One month after surgery, we turned on the stimulator and programed the IPG [10], tested the contacts on each electrode, and selected the best stimulation target when the patient obtained satisfactory improvement with minimal side effects. Then, if necessary, the parameters were adjusted using the remote program control. We first used the unipolar stimulation mode, with the following stimulation parameters: the voltage was 1.5 ~ 2.0 V, the frequency was 130 Hz, and the pulse width was 60 ms. We then gradually adjusted the stimulation parameters until the best therapeutic effect was achieved.

Statistical analyses

All statistical analyses were performed using SPSS statistical software for Windows, version 25.0 (SPSS, Chicago, IL, USA). Continuous variables that followed, or approximately followed, a normal distribution are presented as the mean ± standard deviation (\(\overline{x }\)± s). Continuous variables that did not follow a normal distribution are presented as the median (M) and interquartile range (IQR). The Friedman test was used for continuous variables that did not follow a normal distribution and the Kruskal–Wallis rank sum test was used for comparisons between multiple groups. The correlation analysis method was used to identify factors influencing the improvement of autonomic dysfunctions after DBS. The statistical significance threshold was fixed at P < 0.05.

Results

Patient population

As previously reported [5], the study group was comprised of 34 males and 23 females. The LEDD of the 57 preoperative patients was (866.3 ± 357.0) (125–1625) mg/d, and the preoperative Hoehn-Yahr stage was (2.9 ± 0.3) (2 − 4).

Clinical outcomes

In this study, 57 patients were included, operated, and examined preoperatively, with planned follow-ups after 1, 3, and 6 months of continuous STN-DBS. Comparisons between preoperative and postoperative (1, 3, and 6 months after surgery) clinical stages are summarized in Table 1 and Fig. 1. At 6 months of follow-up, the SCOPA-Aut scores (scales for outcomes in PD autonomic symptoms) [M (IQR)] improved significantly [14.59% (18.32%), 24.00% (27.05%), 22.16% (27.07%), respectively, all P < 0.001] at 1, 3, and 6 months of STN-DBS, respectively. Analysis of the SCOPA-Aut sub-items showed significant improvements only in the urine [36.93% (60.00%)] and thermoregulation [40.00% (66.67%)] sub-items at 6 months after surgery (P < 0.001).

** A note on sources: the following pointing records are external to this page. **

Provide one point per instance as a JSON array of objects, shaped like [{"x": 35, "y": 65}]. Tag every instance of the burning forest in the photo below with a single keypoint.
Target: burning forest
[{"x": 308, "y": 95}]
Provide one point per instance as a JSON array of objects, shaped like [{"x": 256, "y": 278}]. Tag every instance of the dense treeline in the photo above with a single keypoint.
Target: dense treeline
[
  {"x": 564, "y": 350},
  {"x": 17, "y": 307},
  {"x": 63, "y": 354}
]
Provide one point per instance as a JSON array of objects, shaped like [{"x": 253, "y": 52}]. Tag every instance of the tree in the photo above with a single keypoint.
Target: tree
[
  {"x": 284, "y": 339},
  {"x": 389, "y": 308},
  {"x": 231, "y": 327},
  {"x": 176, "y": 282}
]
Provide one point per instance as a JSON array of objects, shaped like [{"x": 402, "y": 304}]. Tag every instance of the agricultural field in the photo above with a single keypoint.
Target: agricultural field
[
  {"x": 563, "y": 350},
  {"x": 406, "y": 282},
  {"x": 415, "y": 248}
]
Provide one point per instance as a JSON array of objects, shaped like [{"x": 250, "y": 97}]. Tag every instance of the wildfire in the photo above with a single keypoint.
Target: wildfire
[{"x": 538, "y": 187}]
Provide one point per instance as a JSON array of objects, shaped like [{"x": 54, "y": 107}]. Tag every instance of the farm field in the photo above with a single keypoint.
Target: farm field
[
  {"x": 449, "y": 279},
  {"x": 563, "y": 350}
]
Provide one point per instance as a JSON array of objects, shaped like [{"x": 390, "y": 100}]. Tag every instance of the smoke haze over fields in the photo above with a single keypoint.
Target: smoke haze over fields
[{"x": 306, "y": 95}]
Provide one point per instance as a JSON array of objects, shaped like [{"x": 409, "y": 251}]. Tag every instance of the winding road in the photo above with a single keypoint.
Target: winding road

Table 1 Comparison of preoperative and postoperative clinical state [M (IQR)]
Fig. 1
figure 1

SCOPA- Aut and LEDD comparison between pre-and postoperative clinical state. A-B SCOPA- Aut scores were improved by 22.16%% 6 months after surgery; C-D the reduction rate of LEDD was 40.08% at 6 months after surgery(**: P < 0.001). (STN-DBS: subthalamic nucleus—deep brain stimulation; SCOPA-Aut: the Scale for Outcomes in PD for Autonomic Symptoms; LEDD: Levodopa equivalent dose) [Baseline: baseline; FU1: 1 month after surgery; FU2: 3 months after surgery; FU3: 6 months after surgery]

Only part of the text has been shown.